Success in private equity hinges on a firm’s capabilities in fund raising, deal making, and adding value to its investments. These capabilities are inextricably linked such that the strength of each depends on that of the other two. That is, if a firm has more ways to add value, it will naturally discover more investment opportunities. Winning more investments means a better track record, which, in turn, helps in fund raising. As firms have matched each other’s ability to add value via the two aforementioned innovations, the question remains, “What’s next?” The answer, though seemingly apparent, will distinguish the winners from the losers in the near future: PE firms must be able to spur organic growth in their portfolio companies—that is, the ability to systematically expand or increase the revenue of companies they already own (using internal resources) through increasing their customer base, output per customer, etc. Indeed, this requires PE firms to hold a deeply rooted knowledge of the customers, their behavior, and their wants and needs per industry.

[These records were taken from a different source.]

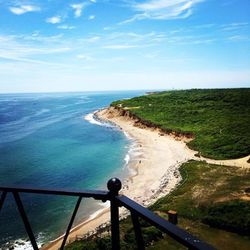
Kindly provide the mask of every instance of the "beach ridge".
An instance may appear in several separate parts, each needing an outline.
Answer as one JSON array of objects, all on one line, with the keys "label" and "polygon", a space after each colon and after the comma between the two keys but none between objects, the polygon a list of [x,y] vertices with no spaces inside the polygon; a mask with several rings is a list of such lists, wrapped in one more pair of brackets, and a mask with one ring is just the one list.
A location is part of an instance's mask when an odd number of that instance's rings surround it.
[{"label": "beach ridge", "polygon": [[[188,160],[200,160],[208,163],[250,167],[247,162],[249,156],[235,160],[213,160],[197,157],[197,151],[191,150],[186,143],[193,139],[193,135],[181,133],[164,133],[154,126],[141,123],[138,118],[122,108],[108,107],[100,109],[94,115],[100,121],[111,122],[123,132],[133,138],[140,147],[141,155],[129,168],[134,174],[123,182],[121,194],[143,206],[149,206],[157,199],[170,193],[181,181],[179,167]],[[124,216],[124,210],[121,211]],[[71,230],[68,241],[72,242],[84,237],[88,232],[95,232],[101,225],[107,225],[110,220],[109,209],[103,210],[95,218],[88,219]],[[62,236],[42,247],[43,250],[56,250],[60,247]]]}]

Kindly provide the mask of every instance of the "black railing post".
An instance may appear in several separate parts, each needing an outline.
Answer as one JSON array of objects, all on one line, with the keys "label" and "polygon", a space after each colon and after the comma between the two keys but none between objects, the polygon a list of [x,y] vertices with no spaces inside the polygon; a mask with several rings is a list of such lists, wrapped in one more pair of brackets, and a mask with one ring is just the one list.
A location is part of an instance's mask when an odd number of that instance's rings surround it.
[{"label": "black railing post", "polygon": [[32,232],[31,225],[30,225],[28,217],[27,217],[27,215],[25,213],[25,210],[24,210],[24,207],[23,207],[23,204],[22,204],[22,201],[20,199],[20,196],[19,196],[18,192],[13,192],[13,196],[15,198],[19,213],[20,213],[20,215],[22,217],[26,232],[27,232],[27,234],[28,234],[28,236],[30,238],[31,245],[32,245],[34,250],[38,250],[38,246],[36,244],[35,236],[34,236],[34,234]]},{"label": "black railing post", "polygon": [[136,239],[137,249],[145,250],[139,217],[132,210],[131,210],[131,219],[132,219],[134,230],[135,230],[135,239]]},{"label": "black railing post", "polygon": [[1,194],[1,198],[0,198],[0,211],[1,211],[2,207],[3,207],[3,203],[4,203],[4,200],[5,200],[6,196],[7,196],[7,192],[3,191],[2,194]]},{"label": "black railing post", "polygon": [[72,216],[71,216],[71,219],[70,219],[70,221],[69,221],[69,225],[68,225],[67,230],[66,230],[66,232],[65,232],[65,235],[64,235],[64,238],[63,238],[63,241],[62,241],[62,245],[61,245],[61,247],[60,247],[60,250],[63,250],[63,249],[64,249],[64,246],[65,246],[65,244],[66,244],[67,238],[68,238],[69,233],[70,233],[70,229],[71,229],[71,227],[72,227],[72,225],[73,225],[73,222],[74,222],[74,220],[75,220],[76,213],[77,213],[78,208],[79,208],[79,206],[80,206],[80,204],[81,204],[81,200],[82,200],[82,197],[79,197],[78,200],[77,200],[77,202],[76,202],[75,209],[74,209],[73,214],[72,214]]},{"label": "black railing post", "polygon": [[120,230],[119,230],[119,204],[116,200],[118,192],[122,187],[118,178],[112,178],[107,183],[110,195],[110,216],[111,216],[111,241],[112,250],[120,249]]}]

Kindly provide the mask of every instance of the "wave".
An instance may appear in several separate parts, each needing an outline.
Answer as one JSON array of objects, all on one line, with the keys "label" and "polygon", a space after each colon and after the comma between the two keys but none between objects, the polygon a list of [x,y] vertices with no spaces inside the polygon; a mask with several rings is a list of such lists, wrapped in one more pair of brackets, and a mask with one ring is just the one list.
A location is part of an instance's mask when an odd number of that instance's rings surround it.
[{"label": "wave", "polygon": [[[40,248],[43,245],[44,240],[45,240],[44,235],[42,233],[39,233],[36,238],[38,248]],[[0,249],[2,250],[9,250],[9,249],[33,250],[33,247],[29,239],[17,239],[15,241],[7,242],[6,244],[2,246],[2,248],[0,247]]]},{"label": "wave", "polygon": [[39,115],[47,113],[49,111],[50,111],[50,109],[41,109],[38,112],[36,112],[35,116],[39,116]]},{"label": "wave", "polygon": [[97,116],[95,115],[96,112],[97,111],[85,115],[84,119],[91,124],[95,124],[95,125],[102,126],[102,127],[115,128],[115,126],[112,125],[111,123],[104,122],[104,121],[101,121],[100,119],[98,119]]}]

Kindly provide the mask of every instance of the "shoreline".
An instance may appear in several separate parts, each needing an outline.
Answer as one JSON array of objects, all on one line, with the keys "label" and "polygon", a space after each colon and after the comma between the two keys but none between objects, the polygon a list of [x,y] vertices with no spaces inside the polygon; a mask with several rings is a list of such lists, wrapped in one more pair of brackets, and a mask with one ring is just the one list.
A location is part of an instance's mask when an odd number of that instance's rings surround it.
[{"label": "shoreline", "polygon": [[[196,157],[197,152],[187,147],[185,138],[177,140],[173,135],[162,134],[156,128],[135,126],[132,118],[122,116],[119,111],[112,107],[101,109],[94,115],[101,122],[115,124],[126,136],[132,138],[140,149],[140,154],[134,157],[127,166],[129,175],[124,180],[120,193],[143,206],[149,206],[157,199],[170,193],[178,185],[181,181],[178,169],[181,164],[188,160],[250,168],[250,163],[247,163],[249,156],[236,160],[213,160]],[[89,232],[95,232],[97,227],[109,223],[108,207],[96,213],[95,217],[90,216],[71,230],[67,243],[84,238],[84,235]],[[124,211],[121,214],[125,216]],[[41,249],[58,249],[62,238],[63,236],[60,236]]]}]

The next critical question then, is how PE firms can improve their ability to engineer organic growth without changing the firm’s structure and limiting flexibility. The answer comes in three parts: adding new growth capabilities, making growth in their portfolio companies the primary focus, and finding ways to make this growth net free.

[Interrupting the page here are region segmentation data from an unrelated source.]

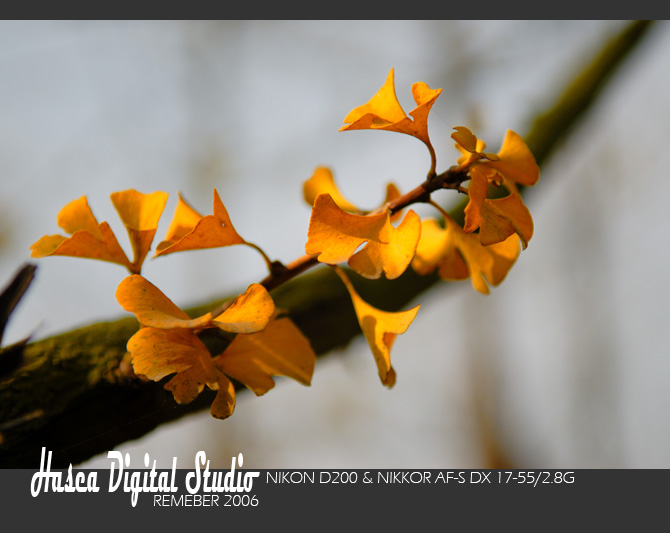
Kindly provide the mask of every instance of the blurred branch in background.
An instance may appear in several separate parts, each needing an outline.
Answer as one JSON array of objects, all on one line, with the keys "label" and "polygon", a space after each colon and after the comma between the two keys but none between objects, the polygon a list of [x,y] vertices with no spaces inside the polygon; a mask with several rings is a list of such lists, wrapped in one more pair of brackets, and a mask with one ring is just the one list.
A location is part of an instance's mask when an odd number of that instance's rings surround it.
[{"label": "blurred branch in background", "polygon": [[[651,25],[628,25],[568,85],[559,101],[535,119],[525,138],[540,165],[561,146]],[[459,210],[462,206],[454,216]],[[359,281],[357,290],[372,305],[396,310],[436,281],[408,271],[393,282]],[[346,346],[360,333],[349,295],[330,269],[293,280],[276,289],[273,298],[278,307],[290,310],[318,354]],[[34,465],[46,446],[53,450],[52,467],[64,468],[210,405],[211,394],[179,406],[160,384],[128,378],[126,342],[137,327],[134,318],[126,318],[26,346],[24,365],[0,382],[0,427],[7,428],[0,439],[0,467]],[[43,416],[26,416],[39,409]],[[493,429],[485,425],[483,433],[487,442],[495,442]],[[508,464],[494,447],[489,457],[490,464]]]}]

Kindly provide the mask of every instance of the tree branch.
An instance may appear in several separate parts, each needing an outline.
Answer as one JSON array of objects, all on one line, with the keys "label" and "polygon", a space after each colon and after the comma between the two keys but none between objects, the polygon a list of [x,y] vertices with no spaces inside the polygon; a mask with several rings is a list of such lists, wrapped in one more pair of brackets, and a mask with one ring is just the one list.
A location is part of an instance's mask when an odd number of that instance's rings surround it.
[{"label": "tree branch", "polygon": [[[631,23],[559,101],[536,118],[525,139],[538,164],[571,132],[650,26],[645,21]],[[462,221],[463,206],[452,211],[456,220]],[[438,279],[409,269],[394,281],[370,282],[358,276],[352,281],[370,304],[393,311]],[[349,294],[329,268],[274,288],[272,297],[278,308],[289,310],[319,355],[346,346],[360,334]],[[217,304],[210,302],[189,314],[204,314]],[[137,328],[134,318],[124,318],[26,345],[23,366],[0,382],[0,467],[33,468],[46,446],[53,451],[52,468],[67,468],[209,407],[211,391],[191,404],[177,405],[162,383],[128,378],[126,343]]]}]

Adding growth capabilities involves enhancing pricing ability as well as improving sales-force practices. According to the McKinsey Quarterly’s article “Freeing up the sales force for selling,” “Most sales reps spend less than half of their time actually selling.” KKR’s acquisition of Dollar General, a chain of variety stores, illustrates just how PE Firms can add these growth capabilities. When KKR helped take Dollar General private in 2007, its enterprise value stood at $7.3 billion; today, now public, Dollar General has an enterprise value in excess of $12 billion. What changed? When KKR first acquired Dollar General, its management based its decision about which products to put on shelves by simply looking at the profit margin of individual items. Although their logic aligns with common sensical thought, KKR suggested that, given Dollar General’s niche as a place to pick up a few small items (not to do major shopping), management should instead look at dollars of margin per linear foot, “a common measure in food retailing that takes into account not only how much profit a given product generates per dollar of sales, but how quickly the product sells.” This strategy prompted Dollar General to start carrying milk and other basic products as well as offering Coca-Cola in addition to the Pepsi they once were limited to. Ultimately, the “right” products maximized foot traffic among customers and increased revenue exponentially.

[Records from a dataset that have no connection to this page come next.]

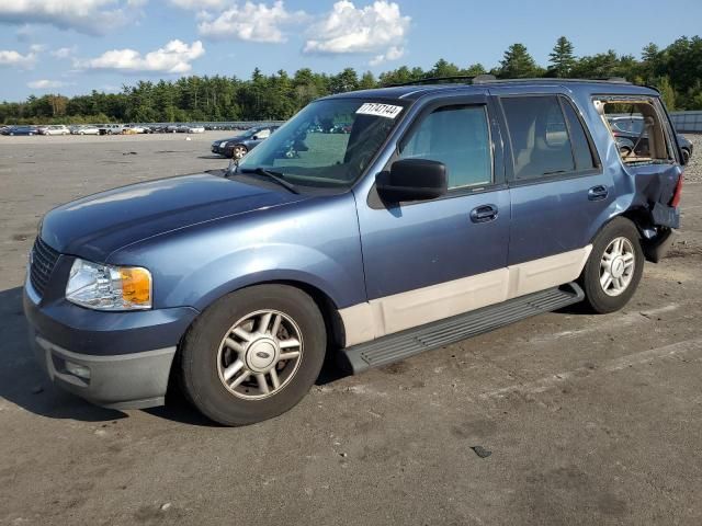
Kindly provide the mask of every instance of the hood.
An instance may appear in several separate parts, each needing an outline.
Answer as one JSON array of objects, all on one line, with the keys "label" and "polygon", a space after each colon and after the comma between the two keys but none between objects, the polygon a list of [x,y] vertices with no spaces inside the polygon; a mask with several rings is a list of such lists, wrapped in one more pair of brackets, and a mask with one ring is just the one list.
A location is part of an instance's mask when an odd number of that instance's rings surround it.
[{"label": "hood", "polygon": [[304,198],[205,173],[160,179],[54,208],[41,236],[61,253],[104,262],[115,250],[159,233]]}]

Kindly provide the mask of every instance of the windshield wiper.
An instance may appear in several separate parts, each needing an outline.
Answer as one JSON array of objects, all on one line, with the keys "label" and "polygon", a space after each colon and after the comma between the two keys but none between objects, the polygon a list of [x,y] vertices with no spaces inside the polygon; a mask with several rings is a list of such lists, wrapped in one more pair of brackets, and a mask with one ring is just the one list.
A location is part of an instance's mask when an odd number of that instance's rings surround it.
[{"label": "windshield wiper", "polygon": [[288,190],[290,192],[292,192],[293,194],[299,194],[299,190],[297,190],[297,187],[288,182],[285,181],[284,175],[281,172],[273,172],[271,170],[267,170],[265,168],[241,168],[239,169],[239,171],[241,173],[256,173],[257,175],[263,175],[264,178],[268,178],[272,181],[275,181],[278,184],[280,184],[281,186],[285,187],[286,190]]}]

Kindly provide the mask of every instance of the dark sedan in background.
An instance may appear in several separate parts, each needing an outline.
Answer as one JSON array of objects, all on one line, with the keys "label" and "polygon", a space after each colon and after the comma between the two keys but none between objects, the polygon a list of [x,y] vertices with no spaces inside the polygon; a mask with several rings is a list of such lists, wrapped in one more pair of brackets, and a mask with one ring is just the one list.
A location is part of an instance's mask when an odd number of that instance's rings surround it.
[{"label": "dark sedan in background", "polygon": [[35,126],[8,126],[2,130],[2,135],[38,135],[38,133]]},{"label": "dark sedan in background", "polygon": [[212,144],[212,152],[230,159],[241,159],[249,151],[263,142],[280,126],[257,126],[247,129],[244,134],[228,139],[215,140]]},{"label": "dark sedan in background", "polygon": [[[623,156],[648,155],[648,134],[644,132],[644,118],[635,115],[608,117],[612,135]],[[687,164],[692,157],[692,142],[683,135],[676,134]]]}]

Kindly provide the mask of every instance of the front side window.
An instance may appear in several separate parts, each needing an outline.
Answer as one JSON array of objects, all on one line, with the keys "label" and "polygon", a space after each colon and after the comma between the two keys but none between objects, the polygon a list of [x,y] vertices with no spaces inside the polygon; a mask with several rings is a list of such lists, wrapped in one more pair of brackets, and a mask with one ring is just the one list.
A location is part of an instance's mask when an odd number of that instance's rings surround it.
[{"label": "front side window", "polygon": [[399,122],[405,103],[313,102],[251,150],[239,171],[264,169],[302,186],[349,187]]},{"label": "front side window", "polygon": [[401,159],[446,165],[449,188],[492,182],[492,155],[485,106],[444,106],[427,115],[403,141]]}]

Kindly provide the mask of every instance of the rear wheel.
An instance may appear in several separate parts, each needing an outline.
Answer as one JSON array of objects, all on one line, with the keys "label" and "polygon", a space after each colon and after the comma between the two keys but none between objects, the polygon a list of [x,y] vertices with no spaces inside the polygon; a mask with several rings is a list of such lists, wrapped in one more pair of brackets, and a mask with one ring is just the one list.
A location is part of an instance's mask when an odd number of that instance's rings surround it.
[{"label": "rear wheel", "polygon": [[597,236],[580,276],[586,301],[595,312],[624,307],[644,272],[644,252],[632,221],[615,218]]},{"label": "rear wheel", "polygon": [[285,285],[245,288],[193,323],[181,348],[182,385],[210,419],[252,424],[304,398],[326,345],[324,319],[307,294]]},{"label": "rear wheel", "polygon": [[690,150],[687,148],[682,148],[682,162],[686,164],[690,162]]},{"label": "rear wheel", "polygon": [[234,157],[234,159],[241,159],[247,155],[248,151],[249,150],[246,146],[235,145],[234,148],[231,148],[231,157]]}]

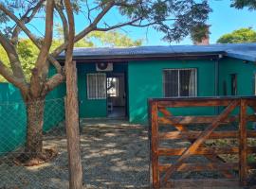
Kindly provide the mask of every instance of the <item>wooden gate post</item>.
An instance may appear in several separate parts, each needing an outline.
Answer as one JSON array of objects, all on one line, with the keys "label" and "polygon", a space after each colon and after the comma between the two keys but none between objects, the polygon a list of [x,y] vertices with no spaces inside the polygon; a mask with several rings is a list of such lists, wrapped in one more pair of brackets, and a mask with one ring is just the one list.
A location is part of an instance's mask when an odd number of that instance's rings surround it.
[{"label": "wooden gate post", "polygon": [[247,100],[241,99],[239,120],[239,177],[241,185],[247,180]]},{"label": "wooden gate post", "polygon": [[76,61],[66,64],[65,123],[69,164],[69,188],[82,188]]},{"label": "wooden gate post", "polygon": [[157,102],[150,101],[151,107],[151,164],[153,188],[160,187],[158,160],[158,109]]}]

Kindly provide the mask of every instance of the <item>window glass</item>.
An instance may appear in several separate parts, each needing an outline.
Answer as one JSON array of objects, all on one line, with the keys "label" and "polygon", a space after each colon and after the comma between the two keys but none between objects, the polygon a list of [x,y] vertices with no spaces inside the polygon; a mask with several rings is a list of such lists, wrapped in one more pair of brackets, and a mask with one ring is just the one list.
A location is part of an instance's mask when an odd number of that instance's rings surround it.
[{"label": "window glass", "polygon": [[107,77],[107,94],[110,97],[119,97],[119,77]]},{"label": "window glass", "polygon": [[106,98],[106,75],[87,74],[87,98],[105,99]]},{"label": "window glass", "polygon": [[195,96],[196,69],[164,70],[164,96]]}]

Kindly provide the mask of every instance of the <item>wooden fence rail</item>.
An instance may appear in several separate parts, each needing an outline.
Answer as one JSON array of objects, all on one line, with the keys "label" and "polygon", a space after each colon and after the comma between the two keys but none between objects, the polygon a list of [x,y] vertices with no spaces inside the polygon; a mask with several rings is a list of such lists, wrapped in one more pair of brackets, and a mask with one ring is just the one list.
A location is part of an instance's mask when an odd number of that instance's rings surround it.
[{"label": "wooden fence rail", "polygon": [[[184,115],[173,114],[175,108],[211,107],[215,110],[212,115]],[[214,108],[215,107],[215,108]],[[248,122],[256,122],[256,97],[190,97],[190,98],[154,98],[149,100],[150,142],[151,142],[151,180],[153,188],[174,188],[198,186],[209,184],[210,187],[247,185],[248,170],[256,169],[255,163],[247,163],[247,155],[256,153],[255,146],[248,146],[247,138],[256,136],[255,130],[249,130]],[[221,126],[232,130],[218,129]],[[198,130],[197,126],[203,128]],[[203,127],[202,127],[203,125]],[[174,129],[170,130],[164,129]],[[194,129],[196,128],[196,129]],[[217,130],[216,130],[217,129]],[[235,146],[210,146],[206,145],[209,139],[236,139]],[[189,146],[174,146],[170,140],[189,142]],[[166,146],[169,144],[170,146]],[[220,154],[237,154],[236,163],[227,162]],[[188,163],[194,156],[204,156],[207,163]],[[160,161],[163,157],[177,157],[175,161],[166,163]],[[225,179],[218,180],[174,180],[177,172],[188,171],[218,171]],[[238,171],[239,178],[236,178]],[[200,182],[198,182],[200,181]],[[201,185],[205,186],[205,185]]]}]

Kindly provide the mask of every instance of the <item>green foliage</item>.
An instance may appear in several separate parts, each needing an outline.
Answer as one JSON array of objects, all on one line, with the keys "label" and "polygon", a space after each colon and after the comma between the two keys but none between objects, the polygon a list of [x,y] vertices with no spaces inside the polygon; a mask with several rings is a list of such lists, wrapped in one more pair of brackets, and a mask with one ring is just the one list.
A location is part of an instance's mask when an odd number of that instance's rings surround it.
[{"label": "green foliage", "polygon": [[191,37],[192,42],[200,42],[203,38],[207,38],[210,35],[208,25],[195,26],[191,30]]},{"label": "green foliage", "polygon": [[[50,51],[61,45],[64,42],[60,31],[58,39],[53,40]],[[84,39],[75,43],[75,47],[94,47],[94,46],[138,46],[141,45],[141,40],[132,40],[126,35],[118,31],[94,31],[91,32]],[[28,39],[21,39],[17,45],[17,52],[22,63],[22,68],[25,72],[27,78],[31,75],[31,69],[34,67],[34,63],[39,54],[38,48]],[[0,60],[9,67],[9,61],[8,55],[4,48],[0,45]],[[0,76],[0,82],[6,81]]]},{"label": "green foliage", "polygon": [[252,28],[241,28],[231,33],[221,36],[217,43],[255,43],[256,31]]},{"label": "green foliage", "polygon": [[256,1],[255,0],[232,0],[231,7],[242,9],[247,8],[249,10],[256,9]]}]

With constant attention to eliminating costs, how can PE firms make growth in their portfolio companies a primary focus? One way is to keep in mind the concept of “headroom” as a structure for determining available growth in a market. Headroom equals the market share that a company does NOT have minus the market share that it will NOT get. Headroom essentially outlines which customers can be targeted to switch from rival companies to their own, and what it would take to have those customers make the switch. Thinking along these lines will naturally improve coordination within the company. The last challenging aspect of this innovation involves adding growth capabilities and making growth a primary focus net free—cash invested in these initiatives must come from internal resources of the portfolio company. Doing so, will further align incentives throughout this process of spurring organic growth.

Still, as organic growth increasingly becomes important in private equity, the previous means of value creation will undoubtedly remain important. Nevertheless, as this third innovation truly makes headway, without a strategy for spurring organic growth in portfolio companies, PE firms will become less and less competitive in fund raising and deal making. Ultimately, this means returning to their role of being in the solutions business—promoting growth through real improvements in portfolio companies and increasing overall profitability in the process.